The SEC's Cross Border Regulatory Creep
Last week, the Securities and Exchange Commission proposed its cross-border security-based swaps rule under Dodd-Frank with great fanfare and a unanimous commission vote. Many outside the SEC have deemed the proposal a success, presumably because it is not as bad as the approach taken by the Commodity Futures Trading Commission that has angered regulators the world over. Exceeding the CFTC's low bar is a pretty poor metric for assessing regulatory success.
Dodd-Frank prohibits the SEC from applying its rules to security-based swaps businesses conducted "without the jurisdiction of the United States," except to the extent the firm violates SEC rules designed to prevent evasion of Dodd-Frank provisions. The SEC's proposed approach strays from the statute's territorial limitations and instead employs a nebulous approach based on conjecture about whether particular activities will be "conduits of risk into the U.S. financial system." As a consequence, the proposal departs from SEC precedent in selecting which market participants and transactions to regulate. Although the SEC's desire to safeguard the U.S. financial system from risks of foreign origin is understandable, its proposal is impractical and not respectful of other countries' very rigorous ongoing regulatory efforts.
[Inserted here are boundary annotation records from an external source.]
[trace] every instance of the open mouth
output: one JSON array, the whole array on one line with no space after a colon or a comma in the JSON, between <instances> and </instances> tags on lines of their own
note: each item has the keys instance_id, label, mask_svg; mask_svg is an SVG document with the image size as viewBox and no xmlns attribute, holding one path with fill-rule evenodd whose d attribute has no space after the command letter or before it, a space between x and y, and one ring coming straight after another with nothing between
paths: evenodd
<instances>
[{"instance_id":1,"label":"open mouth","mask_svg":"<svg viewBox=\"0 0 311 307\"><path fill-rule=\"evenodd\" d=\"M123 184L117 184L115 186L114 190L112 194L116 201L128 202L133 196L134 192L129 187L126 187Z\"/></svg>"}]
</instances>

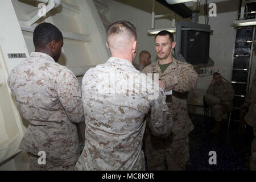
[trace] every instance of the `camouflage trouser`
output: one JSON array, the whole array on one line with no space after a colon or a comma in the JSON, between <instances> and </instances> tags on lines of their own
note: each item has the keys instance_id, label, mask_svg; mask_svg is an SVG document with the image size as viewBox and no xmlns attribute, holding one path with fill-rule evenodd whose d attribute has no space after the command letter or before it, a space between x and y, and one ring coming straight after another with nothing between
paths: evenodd
<instances>
[{"instance_id":1,"label":"camouflage trouser","mask_svg":"<svg viewBox=\"0 0 256 182\"><path fill-rule=\"evenodd\" d=\"M145 153L148 170L164 170L166 160L168 170L185 170L189 159L188 136L172 140L156 137L148 128L146 132Z\"/></svg>"},{"instance_id":2,"label":"camouflage trouser","mask_svg":"<svg viewBox=\"0 0 256 182\"><path fill-rule=\"evenodd\" d=\"M227 113L228 111L232 110L232 105L228 102L225 102L225 106L218 104L220 100L214 96L207 95L205 96L205 101L207 104L213 107L212 113L213 118L216 121L221 121L222 114Z\"/></svg>"},{"instance_id":3,"label":"camouflage trouser","mask_svg":"<svg viewBox=\"0 0 256 182\"><path fill-rule=\"evenodd\" d=\"M38 157L27 152L30 171L73 171L76 164L63 167L61 164L54 163L46 160L46 164L38 164Z\"/></svg>"}]
</instances>

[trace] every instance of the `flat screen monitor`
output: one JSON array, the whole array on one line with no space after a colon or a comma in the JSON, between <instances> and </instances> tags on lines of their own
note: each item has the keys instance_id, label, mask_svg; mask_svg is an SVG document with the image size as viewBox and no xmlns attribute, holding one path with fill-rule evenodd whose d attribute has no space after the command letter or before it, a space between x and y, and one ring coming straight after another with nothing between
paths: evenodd
<instances>
[{"instance_id":1,"label":"flat screen monitor","mask_svg":"<svg viewBox=\"0 0 256 182\"><path fill-rule=\"evenodd\" d=\"M180 53L191 64L206 64L209 60L210 32L182 30Z\"/></svg>"}]
</instances>

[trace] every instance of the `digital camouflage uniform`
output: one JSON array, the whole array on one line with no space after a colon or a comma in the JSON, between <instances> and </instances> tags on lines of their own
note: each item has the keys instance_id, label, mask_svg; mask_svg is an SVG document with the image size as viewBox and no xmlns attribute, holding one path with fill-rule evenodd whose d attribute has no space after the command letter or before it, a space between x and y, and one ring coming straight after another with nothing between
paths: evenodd
<instances>
[{"instance_id":1,"label":"digital camouflage uniform","mask_svg":"<svg viewBox=\"0 0 256 182\"><path fill-rule=\"evenodd\" d=\"M19 148L29 155L30 168L70 169L79 155L74 123L84 121L75 76L49 55L32 52L13 69L8 84L19 113L30 123ZM35 159L40 151L46 153L43 167Z\"/></svg>"},{"instance_id":2,"label":"digital camouflage uniform","mask_svg":"<svg viewBox=\"0 0 256 182\"><path fill-rule=\"evenodd\" d=\"M140 63L138 64L134 63L133 65L134 68L135 68L137 69L140 72L142 71L142 70L144 69L144 67Z\"/></svg>"},{"instance_id":3,"label":"digital camouflage uniform","mask_svg":"<svg viewBox=\"0 0 256 182\"><path fill-rule=\"evenodd\" d=\"M146 67L142 72L159 74L166 91L172 90L172 95L166 97L174 122L172 134L163 139L146 129L145 150L148 169L164 170L166 160L168 170L185 170L189 158L188 134L194 129L187 111L187 96L188 92L196 87L197 73L191 65L174 57L163 73L159 60Z\"/></svg>"},{"instance_id":4,"label":"digital camouflage uniform","mask_svg":"<svg viewBox=\"0 0 256 182\"><path fill-rule=\"evenodd\" d=\"M250 89L251 104L248 113L251 112L253 117L253 129L254 136L256 137L256 73L253 78ZM250 161L251 170L256 171L256 138L251 142L251 159Z\"/></svg>"},{"instance_id":5,"label":"digital camouflage uniform","mask_svg":"<svg viewBox=\"0 0 256 182\"><path fill-rule=\"evenodd\" d=\"M149 111L152 119L148 125L155 134L166 136L171 131L171 115L162 88L156 85L157 100L149 100L148 93L134 93L130 89L125 89L125 93L109 84L107 77L111 73L116 76L112 80L114 83L124 83L123 86L127 78L145 76L128 60L117 57L110 57L85 73L82 96L86 139L76 170L144 170L142 138ZM139 80L134 84L141 85ZM129 82L129 86L133 82ZM107 92L109 88L116 89L115 92Z\"/></svg>"},{"instance_id":6,"label":"digital camouflage uniform","mask_svg":"<svg viewBox=\"0 0 256 182\"><path fill-rule=\"evenodd\" d=\"M220 85L214 82L209 86L205 99L207 104L213 107L212 113L215 121L221 121L222 114L232 110L234 96L232 85L226 81L222 81ZM220 104L221 101L224 105Z\"/></svg>"}]
</instances>

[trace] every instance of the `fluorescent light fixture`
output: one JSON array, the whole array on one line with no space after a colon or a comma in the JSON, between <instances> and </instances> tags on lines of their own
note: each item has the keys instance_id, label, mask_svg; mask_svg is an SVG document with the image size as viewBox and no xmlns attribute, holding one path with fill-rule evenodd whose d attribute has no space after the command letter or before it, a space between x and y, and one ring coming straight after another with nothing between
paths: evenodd
<instances>
[{"instance_id":1,"label":"fluorescent light fixture","mask_svg":"<svg viewBox=\"0 0 256 182\"><path fill-rule=\"evenodd\" d=\"M235 27L245 27L256 25L256 19L249 19L236 20L232 23L232 26Z\"/></svg>"},{"instance_id":2,"label":"fluorescent light fixture","mask_svg":"<svg viewBox=\"0 0 256 182\"><path fill-rule=\"evenodd\" d=\"M166 0L166 1L170 5L183 3L189 1L195 1L195 0Z\"/></svg>"},{"instance_id":3,"label":"fluorescent light fixture","mask_svg":"<svg viewBox=\"0 0 256 182\"><path fill-rule=\"evenodd\" d=\"M176 32L176 28L160 28L160 29L150 29L147 30L147 34L151 35L157 34L158 32L163 30L168 31L171 33Z\"/></svg>"}]
</instances>

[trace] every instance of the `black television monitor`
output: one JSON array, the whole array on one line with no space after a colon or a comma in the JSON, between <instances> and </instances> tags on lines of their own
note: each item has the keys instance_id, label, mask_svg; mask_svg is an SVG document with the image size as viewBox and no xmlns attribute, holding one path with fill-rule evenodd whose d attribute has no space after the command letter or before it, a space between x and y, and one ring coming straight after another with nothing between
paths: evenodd
<instances>
[{"instance_id":1,"label":"black television monitor","mask_svg":"<svg viewBox=\"0 0 256 182\"><path fill-rule=\"evenodd\" d=\"M180 53L191 64L206 64L209 60L210 32L181 30Z\"/></svg>"}]
</instances>

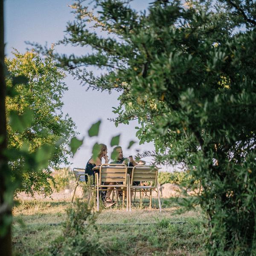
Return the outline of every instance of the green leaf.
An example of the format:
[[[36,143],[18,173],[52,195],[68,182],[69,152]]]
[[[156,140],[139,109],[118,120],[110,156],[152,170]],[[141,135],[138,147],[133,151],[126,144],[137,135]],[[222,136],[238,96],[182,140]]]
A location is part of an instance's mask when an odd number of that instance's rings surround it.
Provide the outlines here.
[[[12,78],[12,84],[26,84],[29,82],[29,80],[25,76],[18,76]]]
[[[118,145],[119,144],[119,140],[120,138],[120,134],[119,135],[117,135],[116,136],[114,136],[112,137],[112,138],[111,140],[111,142],[110,143],[110,145],[111,147],[115,145]]]
[[[42,146],[35,153],[35,160],[39,170],[47,168],[52,156],[53,147],[49,145]]]
[[[88,130],[88,134],[90,137],[98,136],[101,122],[101,120],[99,120],[97,122],[93,124]]]
[[[80,140],[77,139],[76,137],[73,137],[71,139],[69,144],[69,146],[73,155],[75,154],[75,153],[76,152],[78,148],[82,145],[83,141],[84,139],[81,140]]]
[[[3,135],[0,135],[0,144],[1,144],[4,140],[4,137],[3,137]]]
[[[136,143],[135,141],[134,141],[133,140],[131,140],[129,143],[129,145],[127,147],[127,149],[129,149],[129,148],[130,148],[131,146],[132,146],[132,145],[133,145],[135,143]]]
[[[13,98],[17,95],[18,95],[19,94],[18,92],[17,92],[13,87],[11,87],[10,86],[7,86],[6,87],[6,96]]]
[[[96,160],[96,158],[98,157],[100,151],[101,149],[100,145],[97,143],[96,143],[93,147],[93,159],[94,161]]]
[[[27,110],[23,115],[19,115],[17,111],[10,112],[10,125],[15,131],[22,132],[32,123],[33,113],[30,110]]]

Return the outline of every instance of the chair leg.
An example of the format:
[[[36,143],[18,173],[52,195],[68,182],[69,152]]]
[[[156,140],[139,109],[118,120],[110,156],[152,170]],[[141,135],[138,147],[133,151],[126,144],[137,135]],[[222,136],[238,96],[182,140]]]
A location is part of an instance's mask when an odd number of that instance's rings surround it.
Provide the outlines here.
[[[76,193],[76,188],[77,187],[77,183],[76,183],[76,186],[75,188],[75,189],[74,190],[74,194],[73,194],[73,197],[72,197],[72,200],[71,201],[71,204],[73,204],[73,200],[74,199],[74,197],[75,197],[75,193]]]
[[[130,197],[131,195],[131,190],[129,189],[128,186],[126,187],[126,193],[127,193],[127,196],[126,196],[126,212],[128,211],[128,205],[130,204]]]
[[[162,211],[162,207],[161,207],[161,201],[160,201],[160,195],[159,194],[159,185],[157,184],[157,197],[158,198],[158,204],[159,204],[159,209],[160,209],[160,212]]]
[[[129,187],[131,186],[131,184],[129,184]],[[131,187],[129,188],[129,208],[130,212],[131,212]]]
[[[151,206],[152,204],[152,189],[150,189],[150,192],[149,192],[149,209],[151,209]]]
[[[125,208],[125,190],[123,189],[122,190],[123,192],[123,202],[122,202],[122,209],[123,209]],[[126,195],[126,197],[127,197],[127,195]]]
[[[99,179],[97,177],[97,211],[99,210]]]
[[[114,190],[113,189],[112,190],[112,193],[111,193],[112,194],[112,201],[114,201]]]

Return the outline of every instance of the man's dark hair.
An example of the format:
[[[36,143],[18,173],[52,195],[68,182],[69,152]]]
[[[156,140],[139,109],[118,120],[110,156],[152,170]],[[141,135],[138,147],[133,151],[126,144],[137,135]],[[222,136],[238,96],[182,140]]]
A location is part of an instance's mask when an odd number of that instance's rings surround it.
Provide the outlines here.
[[[122,148],[122,147],[121,146],[116,146],[113,148],[113,151],[116,150],[117,148]]]

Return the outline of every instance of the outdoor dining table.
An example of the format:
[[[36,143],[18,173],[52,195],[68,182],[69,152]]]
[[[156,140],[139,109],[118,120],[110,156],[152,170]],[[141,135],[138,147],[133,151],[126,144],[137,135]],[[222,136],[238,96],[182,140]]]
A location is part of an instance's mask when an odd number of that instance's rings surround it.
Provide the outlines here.
[[[114,166],[109,166],[109,168],[111,167],[111,168],[114,168]],[[116,166],[118,167],[117,166]],[[141,167],[143,167],[143,166],[141,166]],[[132,172],[132,169],[133,168],[133,166],[127,166],[127,173],[129,174],[130,176],[131,175],[131,172]],[[100,168],[100,166],[95,166],[93,168],[93,170],[95,172],[98,172],[99,173],[99,169]],[[108,166],[105,166],[105,168],[108,168]]]

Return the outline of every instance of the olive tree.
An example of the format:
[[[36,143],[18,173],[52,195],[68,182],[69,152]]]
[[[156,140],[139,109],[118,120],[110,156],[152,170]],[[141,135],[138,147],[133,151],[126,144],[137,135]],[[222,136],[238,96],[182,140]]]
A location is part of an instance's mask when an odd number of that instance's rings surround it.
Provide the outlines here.
[[[119,91],[116,125],[137,119],[157,163],[182,163],[200,181],[201,193],[186,202],[204,211],[209,254],[253,255],[255,2],[158,0],[138,12],[129,1],[98,0],[96,15],[84,2],[72,6],[76,18],[60,43],[91,52],[55,58],[89,87]]]

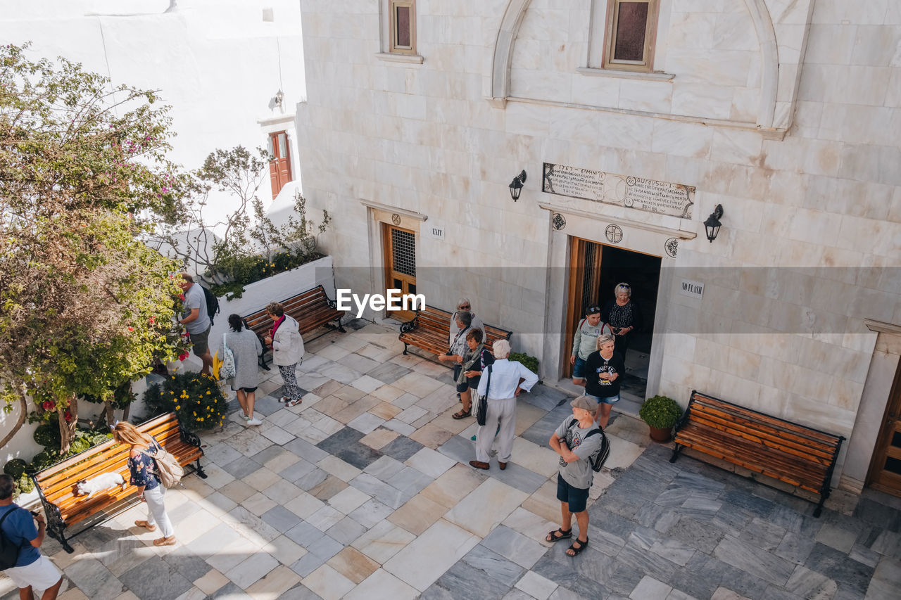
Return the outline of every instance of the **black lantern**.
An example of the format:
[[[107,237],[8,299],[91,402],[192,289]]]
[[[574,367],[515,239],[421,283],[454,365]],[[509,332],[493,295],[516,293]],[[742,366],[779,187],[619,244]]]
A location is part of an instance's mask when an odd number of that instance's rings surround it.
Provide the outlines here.
[[[720,226],[723,224],[720,223],[720,218],[723,216],[723,205],[716,205],[716,208],[714,212],[710,214],[707,220],[704,222],[704,229],[707,232],[707,240],[710,243],[714,242],[716,236],[720,232]]]
[[[514,202],[519,200],[519,193],[523,191],[523,184],[525,183],[525,170],[517,175],[510,182],[510,197]]]

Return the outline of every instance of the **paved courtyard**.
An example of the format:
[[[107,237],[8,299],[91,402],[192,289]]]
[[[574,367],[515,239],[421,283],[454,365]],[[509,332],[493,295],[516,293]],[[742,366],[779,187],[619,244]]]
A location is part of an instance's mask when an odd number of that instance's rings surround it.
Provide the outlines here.
[[[134,506],[44,550],[66,600],[141,598],[901,597],[901,499],[833,493],[813,505],[653,444],[617,416],[591,492],[588,548],[549,544],[560,505],[547,447],[562,392],[521,396],[512,463],[477,471],[474,419],[455,421],[450,371],[404,356],[396,331],[355,322],[307,344],[299,406],[264,372],[259,427],[202,436],[207,479],[167,493],[178,544]],[[236,407],[236,405],[235,405]],[[16,598],[0,576],[0,596]]]

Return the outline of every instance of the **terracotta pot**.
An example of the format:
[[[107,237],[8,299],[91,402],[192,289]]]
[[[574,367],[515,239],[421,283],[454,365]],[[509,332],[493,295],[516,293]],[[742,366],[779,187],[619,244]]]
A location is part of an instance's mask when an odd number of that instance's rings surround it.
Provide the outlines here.
[[[661,428],[661,427],[651,427],[648,425],[651,430],[651,439],[654,441],[659,441],[661,444],[665,444],[673,439],[672,436],[672,427]]]

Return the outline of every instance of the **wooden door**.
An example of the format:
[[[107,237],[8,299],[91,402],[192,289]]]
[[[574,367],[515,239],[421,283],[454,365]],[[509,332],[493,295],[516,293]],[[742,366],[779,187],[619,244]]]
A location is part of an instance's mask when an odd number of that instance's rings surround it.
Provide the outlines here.
[[[901,496],[901,363],[888,395],[869,479],[872,487]]]
[[[278,195],[278,192],[288,181],[291,181],[291,155],[287,145],[287,133],[278,132],[269,134],[269,153],[272,159],[269,160],[269,179],[272,182],[272,197]]]
[[[385,287],[399,289],[401,294],[416,293],[416,233],[385,223],[382,241],[385,244]],[[391,311],[388,316],[409,321],[413,311]]]
[[[569,289],[567,301],[566,341],[563,348],[563,377],[572,376],[569,357],[576,327],[585,317],[585,310],[598,302],[597,288],[601,277],[601,252],[604,246],[594,241],[572,238],[569,247]]]

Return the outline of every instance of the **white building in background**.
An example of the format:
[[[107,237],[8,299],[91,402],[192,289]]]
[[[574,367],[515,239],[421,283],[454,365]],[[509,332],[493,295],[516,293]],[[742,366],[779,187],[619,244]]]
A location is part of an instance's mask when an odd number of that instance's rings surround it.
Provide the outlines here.
[[[554,383],[629,282],[638,399],[844,435],[836,480],[901,493],[901,3],[300,5],[300,166],[339,287],[469,296]]]
[[[306,89],[296,0],[6,0],[0,40],[31,41],[32,58],[62,56],[113,86],[159,90],[177,133],[169,158],[187,168],[217,148],[269,145],[278,160],[259,195],[274,219],[285,205],[276,195],[299,189],[293,107]],[[234,208],[227,195],[213,200],[212,222]],[[17,418],[18,408],[0,414],[0,432]],[[0,464],[41,450],[34,427],[23,426]]]

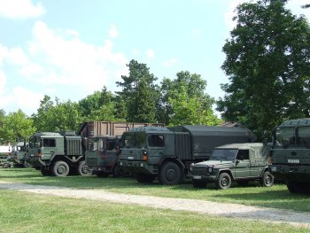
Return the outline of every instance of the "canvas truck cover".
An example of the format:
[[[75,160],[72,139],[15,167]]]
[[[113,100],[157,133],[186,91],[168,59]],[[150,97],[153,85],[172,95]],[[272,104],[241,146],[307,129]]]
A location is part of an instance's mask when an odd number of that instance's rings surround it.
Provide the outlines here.
[[[234,143],[252,143],[255,135],[242,127],[177,126],[168,128],[170,131],[188,132],[193,159],[207,159],[214,147]]]
[[[231,144],[214,148],[214,150],[216,149],[249,150],[249,157],[252,164],[255,163],[256,166],[267,166],[268,165],[271,144],[264,145],[262,143]]]

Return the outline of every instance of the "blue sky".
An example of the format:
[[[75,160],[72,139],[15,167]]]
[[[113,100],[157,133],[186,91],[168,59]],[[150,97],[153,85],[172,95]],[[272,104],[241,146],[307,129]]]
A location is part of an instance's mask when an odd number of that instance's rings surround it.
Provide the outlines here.
[[[244,0],[0,0],[0,109],[36,113],[49,95],[78,101],[128,74],[131,59],[158,79],[189,71],[223,97],[221,48]],[[291,0],[288,8],[310,19]]]

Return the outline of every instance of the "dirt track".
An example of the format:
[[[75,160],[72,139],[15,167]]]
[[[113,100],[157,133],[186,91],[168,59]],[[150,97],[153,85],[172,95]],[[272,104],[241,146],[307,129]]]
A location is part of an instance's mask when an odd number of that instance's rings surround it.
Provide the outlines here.
[[[52,195],[63,198],[87,198],[115,203],[135,204],[153,208],[182,210],[222,217],[241,218],[251,221],[264,221],[288,223],[310,229],[310,214],[250,206],[236,204],[224,204],[204,200],[159,198],[120,194],[105,190],[78,190],[55,186],[27,185],[0,181],[0,190],[15,190],[36,194]]]

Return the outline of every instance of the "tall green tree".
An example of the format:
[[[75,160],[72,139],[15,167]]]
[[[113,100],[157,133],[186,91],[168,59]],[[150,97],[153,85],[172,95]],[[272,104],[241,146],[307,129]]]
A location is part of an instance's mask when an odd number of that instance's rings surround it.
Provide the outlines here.
[[[223,46],[229,82],[221,85],[217,110],[258,136],[284,120],[309,117],[310,28],[286,2],[237,6],[236,27]]]
[[[122,75],[123,82],[116,84],[122,88],[117,92],[127,105],[128,121],[154,122],[156,120],[157,78],[150,73],[145,64],[131,60],[128,65],[129,75]]]
[[[14,144],[17,141],[27,141],[35,130],[33,120],[19,109],[3,119],[0,135],[4,142]]]
[[[42,132],[76,131],[81,122],[76,103],[70,100],[61,102],[58,97],[54,102],[49,96],[44,96],[37,113],[32,117],[37,130]]]
[[[120,101],[120,102],[119,102]],[[113,95],[104,87],[79,101],[83,121],[124,121],[125,106],[119,96]]]
[[[159,121],[166,125],[217,124],[220,120],[212,110],[215,102],[205,93],[205,87],[206,81],[200,74],[188,71],[177,73],[174,80],[163,79],[159,102]]]

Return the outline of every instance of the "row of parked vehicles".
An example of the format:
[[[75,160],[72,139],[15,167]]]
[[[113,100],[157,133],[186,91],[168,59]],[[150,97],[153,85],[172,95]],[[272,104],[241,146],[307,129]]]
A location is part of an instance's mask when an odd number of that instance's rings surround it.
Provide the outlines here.
[[[190,177],[194,187],[214,183],[228,189],[258,180],[270,187],[287,182],[291,192],[310,192],[310,120],[291,120],[273,131],[272,143],[232,127],[84,122],[75,132],[40,132],[30,137],[24,161],[43,175],[121,176],[139,183],[178,184]]]

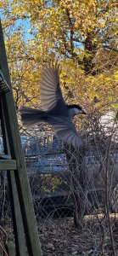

The proposal, which offers detailed consideration of numerous, complicated cross-border implementation questions, is lengthy-the Web version is 650 pages, almost as long as Dodd-Frank itself. It proposes a framework governing the application of U.S. security-based swaps markets rules to international swaps transactions and foreign market participants. The proposal tells firms how to figure out if they need to register and which transaction-level and entity-level requirements apply once they are registered.
The proposal allows firms to apply for permission to bypass certain requirements on the basis of so-called substituted compliance, the centerpiece of the proposal. If the SEC signs off on substituted compliance for one firm in a foreign jurisdiction, all firms in the same jurisdiction will be permitted to comply with their home country rules instead of the SEC's rules. The catch is that firms have to obtain separate approval for each of four categories of regulations, and the proposal leaves the SEC the option of ignoring these categories and applying substituted compliance on a rule-by-rule basis. Moreover, the proposal tells one category of foreign market participants-major security-based swap participants-not to even bother applying for substituted compliance because the SEC doesn't know enough about them.
Substituted compliance will impose tremendous initial burdens on the SEC staff as they try to assess requests from firms eager to avoid having to comply with duplicative, and perhaps conflicting, regulatory regimes. Firms will also incur great costs to figure out which requirements apply to which transactions. If other countries follow suit, the costs and complexities will be even greater. Until a firm succeeds in obtaining a substituted compliance approval from each country with any potential tie to its security-based swap transactions, it would be forced to comply with every one of those countries' rules-rules that may be incompatible with one another. The SEC considered and rejected an approach that would have been easier to administer and easier for market participants to comply with, namely allowing "substituted compliance across the entire set of security-based swap requirements with respect to regimes that have implemented regulations consistent with the overall objectives of the G20 commitments."
The SEC's creep across the border is less dramatic than the CFTC's leap, and its proposal reflects a greater respect for important procedural issues such as economic analysis, meaningful opportunity for public comment, and thoughtful consideration of alternative approaches. Nevertheless, the SEC has avoided criticism of its security-based swaps rulemaking so far by being not quite as unreasonable as the CFTC. It's time to start applying a tougher standard to the SEC's efforts.